WHAT: Seventeen-year-old Cassandra Mortmain lives in bohemian poverty with her novelist father, stepmother Topaz and sister Rose. When the heirs to the crumbling castle where they live turn up, life will change forever.

WHY: The book mothers give daughters, wrote one critic, and Smith captures a cautionary tale of the misery of being in (unrequited) love for the first time. By Cassandra’s final diary entry, she has “captured the castle” – and our hearts.

2. Cider with Rosie by Laurie Lee, 1959.

WHAT: Lee’s coming-of-age memoir of how his mother, Annie, brought him and his six siblings up after their father walked out at the start of World War I. The children are rationed to berries and bread, Lee sleeping in his mother’s bed.

WHY: Later he remembers cider with Rosie Burdock: “Never to be forgotten, that first long secret drink of golden fire, juice of those valleys and of that time … Rosie’s burning cheeks.
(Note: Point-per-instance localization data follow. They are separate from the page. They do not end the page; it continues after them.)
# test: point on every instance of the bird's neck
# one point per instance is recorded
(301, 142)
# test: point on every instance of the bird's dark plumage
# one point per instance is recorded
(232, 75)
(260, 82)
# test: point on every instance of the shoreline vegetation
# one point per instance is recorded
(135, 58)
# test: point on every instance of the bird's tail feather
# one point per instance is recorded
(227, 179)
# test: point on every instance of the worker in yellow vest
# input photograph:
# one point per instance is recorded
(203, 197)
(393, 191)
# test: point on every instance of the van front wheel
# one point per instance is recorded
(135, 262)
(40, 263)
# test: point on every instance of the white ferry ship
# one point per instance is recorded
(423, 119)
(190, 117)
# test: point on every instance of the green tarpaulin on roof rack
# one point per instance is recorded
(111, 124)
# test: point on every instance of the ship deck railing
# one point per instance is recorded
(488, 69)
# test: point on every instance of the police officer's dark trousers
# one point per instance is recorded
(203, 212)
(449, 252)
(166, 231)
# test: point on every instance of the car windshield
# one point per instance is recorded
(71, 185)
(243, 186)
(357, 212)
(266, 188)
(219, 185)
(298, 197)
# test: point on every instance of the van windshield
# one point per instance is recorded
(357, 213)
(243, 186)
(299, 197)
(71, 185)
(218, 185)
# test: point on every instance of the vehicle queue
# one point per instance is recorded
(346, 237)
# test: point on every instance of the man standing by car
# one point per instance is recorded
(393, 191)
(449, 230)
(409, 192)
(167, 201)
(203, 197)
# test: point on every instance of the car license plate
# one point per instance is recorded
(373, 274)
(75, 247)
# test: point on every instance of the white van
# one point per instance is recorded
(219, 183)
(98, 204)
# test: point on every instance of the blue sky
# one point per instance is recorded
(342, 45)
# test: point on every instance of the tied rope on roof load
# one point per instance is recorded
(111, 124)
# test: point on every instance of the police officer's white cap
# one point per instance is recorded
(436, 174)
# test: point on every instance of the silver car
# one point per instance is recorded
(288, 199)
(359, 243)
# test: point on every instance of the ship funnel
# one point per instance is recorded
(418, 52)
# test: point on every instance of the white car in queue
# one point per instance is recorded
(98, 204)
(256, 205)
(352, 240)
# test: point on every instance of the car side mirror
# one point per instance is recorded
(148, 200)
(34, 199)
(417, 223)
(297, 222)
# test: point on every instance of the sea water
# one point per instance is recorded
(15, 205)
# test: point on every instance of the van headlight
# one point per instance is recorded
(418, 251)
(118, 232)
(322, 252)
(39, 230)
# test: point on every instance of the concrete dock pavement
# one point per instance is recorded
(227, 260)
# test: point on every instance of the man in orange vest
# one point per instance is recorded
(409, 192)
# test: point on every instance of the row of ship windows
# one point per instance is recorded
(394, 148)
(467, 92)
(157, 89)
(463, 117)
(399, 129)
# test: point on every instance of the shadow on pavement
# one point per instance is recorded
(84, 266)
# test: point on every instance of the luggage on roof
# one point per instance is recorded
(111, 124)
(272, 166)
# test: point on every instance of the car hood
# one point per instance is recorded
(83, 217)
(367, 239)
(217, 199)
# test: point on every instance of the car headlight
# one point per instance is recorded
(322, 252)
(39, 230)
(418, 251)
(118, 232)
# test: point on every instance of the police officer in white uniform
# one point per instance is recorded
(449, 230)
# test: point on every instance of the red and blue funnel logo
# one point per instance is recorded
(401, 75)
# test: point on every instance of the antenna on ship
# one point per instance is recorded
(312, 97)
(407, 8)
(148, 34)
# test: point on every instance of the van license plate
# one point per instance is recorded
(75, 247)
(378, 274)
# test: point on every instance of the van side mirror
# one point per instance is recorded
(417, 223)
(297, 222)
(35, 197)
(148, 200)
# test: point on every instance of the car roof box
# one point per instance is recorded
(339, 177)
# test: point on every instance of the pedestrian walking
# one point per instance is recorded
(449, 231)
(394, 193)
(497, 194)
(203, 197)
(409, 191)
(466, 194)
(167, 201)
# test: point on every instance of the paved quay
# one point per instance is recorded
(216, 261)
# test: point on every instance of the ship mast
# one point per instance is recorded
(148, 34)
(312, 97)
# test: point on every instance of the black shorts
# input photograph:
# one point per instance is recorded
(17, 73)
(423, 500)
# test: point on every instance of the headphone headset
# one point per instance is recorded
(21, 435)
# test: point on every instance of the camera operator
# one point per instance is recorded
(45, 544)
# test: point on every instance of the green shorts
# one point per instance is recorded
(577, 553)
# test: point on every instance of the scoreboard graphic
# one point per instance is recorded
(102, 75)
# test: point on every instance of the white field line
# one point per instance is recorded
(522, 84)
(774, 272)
Never to be forgotten, or ever tasted again.”

3. 84 Charing Cross Road by Helene Hanff, 1970.

WHAT: Twenty years of correspond­ence between Helene Hanff, a New York City writer, and a used-book dealer in London’s Charing Cross Road. Despite the fact they never met, they share a common passion for books.

WHY: This relationsh­ip touched the hearts of readers around the world. In the 1987 film, Judi Dench and Anne Bancroft were among the cast who “will beguile and put you in tune with mankind“, wrote The New York Times.

4. Chocolat by Joanne Harris, 1999.

WHAT: When Vianne Rocher opens a chocolater­ie called La Céleste Praline in a sleepy French church-going village, she is accused by the local priest of promoting gluttony and tempting indulgence during Lent.

WHY: We are seduced by Vianne’s knack for figuring out everyone’s favourite chocolate. Juliette Binoche was perfectly cast as Vianne in the film, while Johnny Depp infuriated her as gypsy Roux, whose favourite she couldn’t nail.

5. 2 a.m. at the Cat’s Pajamas by Marie-Helene Bertino, 2014.

WHAT: Daughter of a jazzman father and recently deceased singer mother, sassy nine-year-old Madeleine Altimari is an aspiring jazz singer too. Doggedly searching for legendary jazz club The Cat’s Pajamas, she’s determined to make her on-stage debut.

WHY: Snow-flaked Philadelph­ia on Christmas Eve is the setting for this debut novel, in which motherless daughters get to have their dreams come true.